Fraud Law Resources for Oregon and Washington
Fiduciary Duties Arise from Agreement
Washington has adopted the Restatement 2nd of Agency § 1:
(1) Agency is the fiduciary relation which results from the manifestation of consent by one person to another that the other shall act on his behalf and subject to his control, and consent by the other so to act.
(2) The one for whom action is to be taken is the principal.
(3) The one who is to act is the agent.
As the court held in Keene v. Board of Accountancy, 77 Wn. App. 849; 894 P.2d 582 (1995):
Moreover, Keene's power of attorney made him Morris's agent, and thus conferred on him the fiduciary duty of loyalty that accompanies that relationship. See Bryant v. Bryant, 125 Wash. 2d 113, 118, 882 P.2d 169 (1994); Restatement (Second) of Agency § 1(1) (1958). This duty required Keene to avoid any possible conflict of interest by acting solely in her interest. In the time-honored words of Justice Cardozo, the fiduciary relationship requires "not honesty alone, but the punctilio of an honor the most sensitive.. . ." Meinhard v. Salmon, 249 N.Y. 458, 464, 164 N.E. 545, 62 A.L.R. 1 (1928).
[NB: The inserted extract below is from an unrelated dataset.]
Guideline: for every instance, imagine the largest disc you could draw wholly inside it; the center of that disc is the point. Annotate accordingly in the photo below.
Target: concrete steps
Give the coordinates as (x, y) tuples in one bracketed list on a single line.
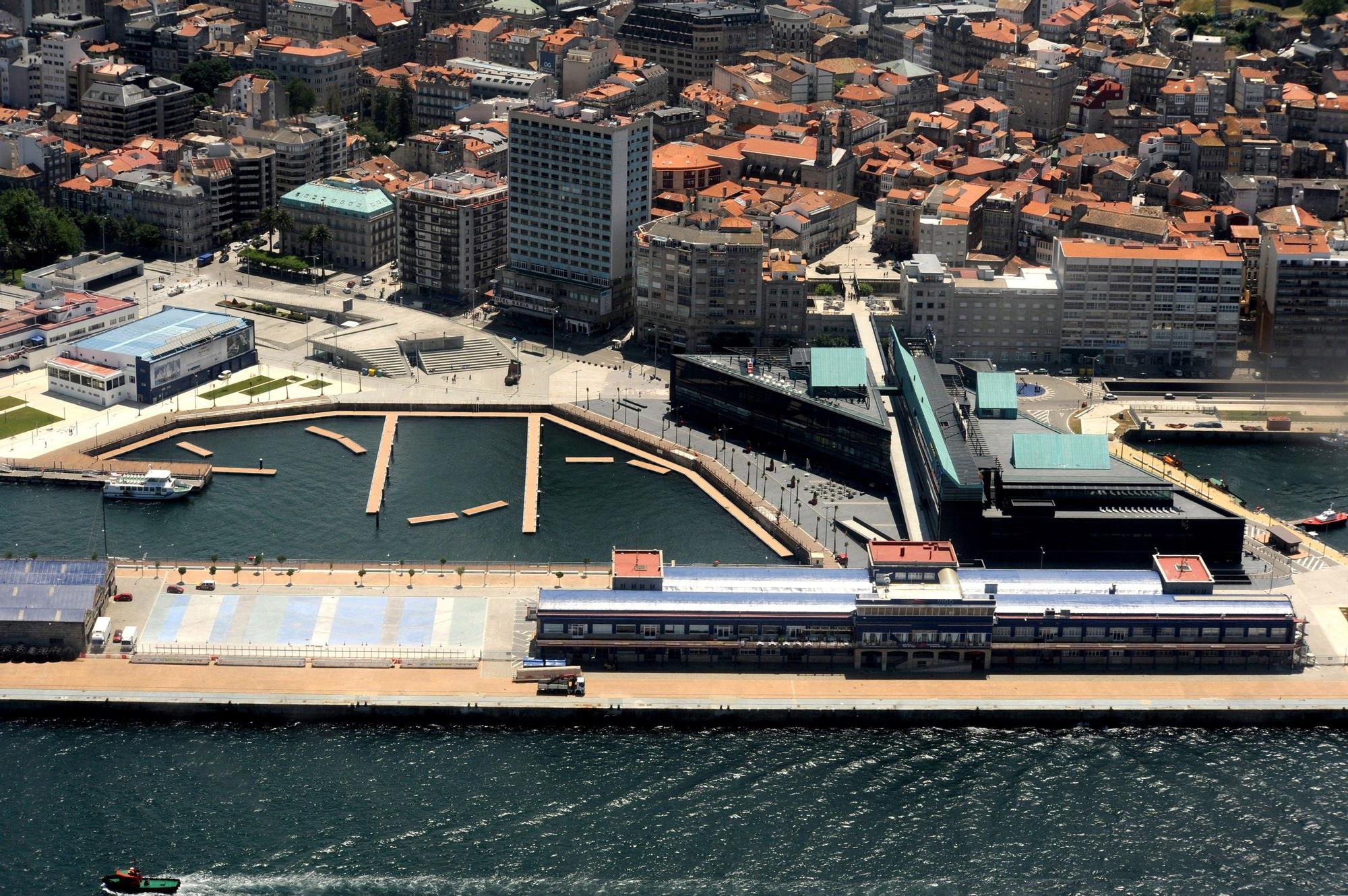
[(386, 359), (479, 354)]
An agent who has dominion and control of his principal’s property is a fiduciary. The Washington Supreme Court explained this rule in Bryant v. Bryant, 125 Wash. 2d 113, 118, 882 P.2d 169 (1994);
The agent becomes a fiduciary upon acquiring dominion and control over the principal's property. Moon v. Phipps, 67 Wn.2d 948, 955, 411 P.2d 157 (1966). In handling the principal's property, the fiduciary is bound to act with the utmost good faith and loyalty.